NASA, the US-based space agency, has teamed up with Nokia’s research arm, Bell Labs to bring 4G LTE connectivity on the moon. As a part of the project that has a total budget of $370 million, NASA will provide $14.1 million to the Finnish telecommunication company to bring the 4G solutions on the lunar surface. The development was announced by both NASA and Bell Labs separately on October 15.
In a series of tweets, Bell Labs said, “We are excited to have been named by NASA as a key partner to advance ‘Tipping Point’ technologies for the moon, to help pave the way towards sustainable human presence on the lunar surface…Our pioneering innovations will be used to build and deploy the first wireless network on the moon, starting with 4G/LTE technologies and evolving to 5G." According to Jim Reuter, who is overseeing the NASA Space Technology Mission, cellular connectivity on the moon would mean better communication between astronauts, rovers, and even habitants in the future. “With NASA funding, Nokia will look at how terrestrial technology could be modified for the lunar environment to support reliable, high-rate communications," Reuter said as cited by UPI.com.

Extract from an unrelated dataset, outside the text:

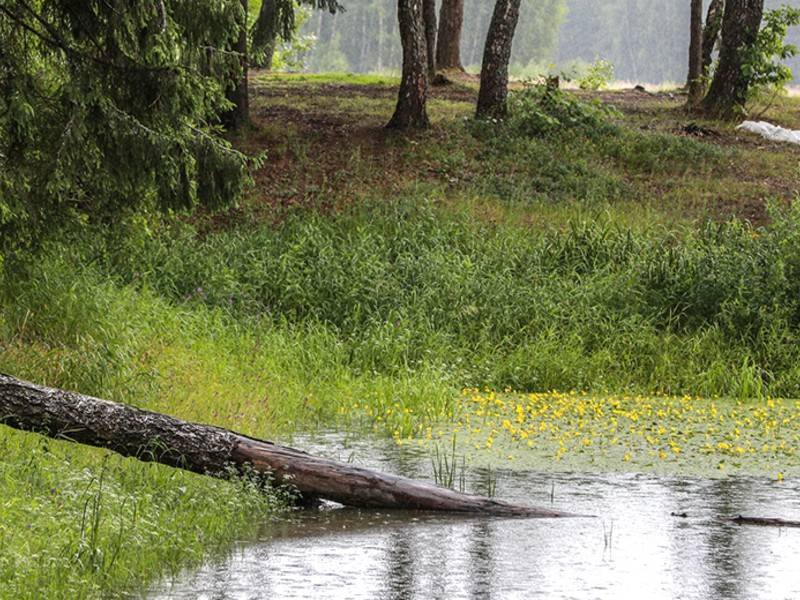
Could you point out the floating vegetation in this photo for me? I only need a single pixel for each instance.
(573, 431)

To the moon! 🌕We are excited to have been named by @NASA as a key partner to advance “Tipping Point” technologies for the moon, to help pave the way towards sustainable human presence on the lunar surface.
So, what technology can you expect to see? (1/6) pic.twitter.com/wDNwloyHdP
— Bell Labs (@BellLabs) October 15, 2020
Last month, NASA published the detailed plans for its Artemis lunar exploration programme, where the space agency reiterated its commitment to send American astronauts, including the first woman and the next man, on the moon by 2024. In a bid to study and learn more about the Lunar surface, NASA plans to build a “sustainable" environment on the moon by 2028. Notably, in February 2018, Vodafone Germany partnered with Nokia to introduce the 4G network on the moon. “Vodafone Germany appoints Nokia as the technology partner to develop space-grade network weighing less than a bag of sugar," the official statement read.